È questo il pilastro su cui deve essere rifondato il governo del territorio. I beni comuni non possono essere trasformati in funzione dell’esclusivo tornaconto dei proprietari degli immobili ma ogni trasformazione deve essere decisa dalle amministrazioni pubbliche attraverso le forme di partecipazione delle comunità insediate. Specie in questo periodo di scarse risorse economiche. Le politiche urbane necessitano di investimenti pubblici. Una prassi normale nella storia delle città: esse sono infatti luoghi pubblici per eccellenza e la loro evoluzione è stata sempre alimentata dalla lungimiranza di coloro che la governavano. Oggi non si investe più perché “non ci sono più soldi”. Una menzogna vergognosa. Non passa giorno in cui non apprendiamo scandali e ruberie compiuti ai danni del territorio e dell’ambiente. È purtroppo vero che le risorse pubbliche vengono spese per opere inutili, per alimentare un sistema di potere che sfugge ormai al controllo democratico. La spesa pubblica per i provvedimenti contenuti nell’elenco serve per favorire la ricerca tecnologica e nuove produzioni, per rendere le città più vivibili. È un investimento per il futuro del Paese e delle giovani generazioni.
In questo senso è preminente interesse pubblico bloccare la corsa all’ulteriore espansione delle città e ridurre a zero il consumo di suolo ai fini insediativi e il mantenimento della parte naturale che è il luogo della biodiversità. Alcune normative regionali hanno già stabilito che nuovi impegni di suolo a fini insediativi e infrastrutturali devono essere consentiti esclusivamente qualora non sussistano alternative di riuso e riorganizzazione degli insediamenti e delle infrastrutture esistenti. La norma di principio valida su tutto il territorio nazionale potrebbe affermare ad esempio che «la realizzazione di nuovi insediamenti di tipo urbano o ampliamento di quelli esistenti, ovvero nuovi elementi infrastrutturali, nonché attrezzature puntuali, può essere definita ammissibile, nei nuovi strumenti di pianificazione, d’intesa con la competente soprintendenza, soltanto ove non sussistano alternative di riuso e di riorganizzazione degli insediamenti e delle infrastrutture o attrezzature esistenti». L’esperienza ci insegna però che una simile norma non ha da sola la forza per fermare l’espansione urbana. Sono troppe le deroghe che consentono il nascere di nuovi insediamenti. Ma è innegabile che oggi il tema del blocco del consumo di suolo si stia facendo largo anche nella cultura degli amministratori pubblici: un piccolo ma combattivo nucleo di sindaci ha dato vita al movimento Stop al consumo di suolo, dimostrando che sono i cittadini a chiedere che le città non crescano più: si tratta di estendere all’intero Paese ciò che è già in movimento.

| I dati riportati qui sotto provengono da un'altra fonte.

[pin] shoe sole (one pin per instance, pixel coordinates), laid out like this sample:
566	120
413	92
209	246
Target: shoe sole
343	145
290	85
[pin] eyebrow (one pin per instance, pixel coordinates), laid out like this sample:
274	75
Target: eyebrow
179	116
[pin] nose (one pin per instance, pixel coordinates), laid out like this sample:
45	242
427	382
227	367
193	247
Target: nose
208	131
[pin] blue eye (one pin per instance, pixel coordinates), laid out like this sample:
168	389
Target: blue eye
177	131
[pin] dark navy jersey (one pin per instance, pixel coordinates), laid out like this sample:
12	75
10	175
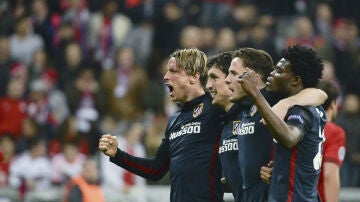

Il blocco delle espansioni urbane porterebbe un consistente riequilibrio dei bilanci pubblici. Si spendono infatti ingenti risorse per inseguire e raggiungere tutti i frammenti delle espansioni urbane nati recentemente. A carico della collettività resta infatti il pesante compito di realizzare le strade e le infrastrutture energetiche; di garantire servizi pubblici; i trasporti e la quotidiana gestione dei quartieri. Questi oneri sono ormai insostenibili poiché la crisi economica ha ridotto le capacità di spesa delle amministrazioni. Si deve dunque stabilire il principio che ogni attività di trasformazione urbanistica presuppone l’esistenza o la preliminare realizzazione delle opere di urbanizzazione primaria, secondaria e generale, ad iniziare dalle reti di trasporto su ferro. A carico del privato vanno anche tutte le spese di mantenimento e di gestione dei nuovi insediamenti: è ora di chiudere il rubinetto che prosciuga le casse dello Stato.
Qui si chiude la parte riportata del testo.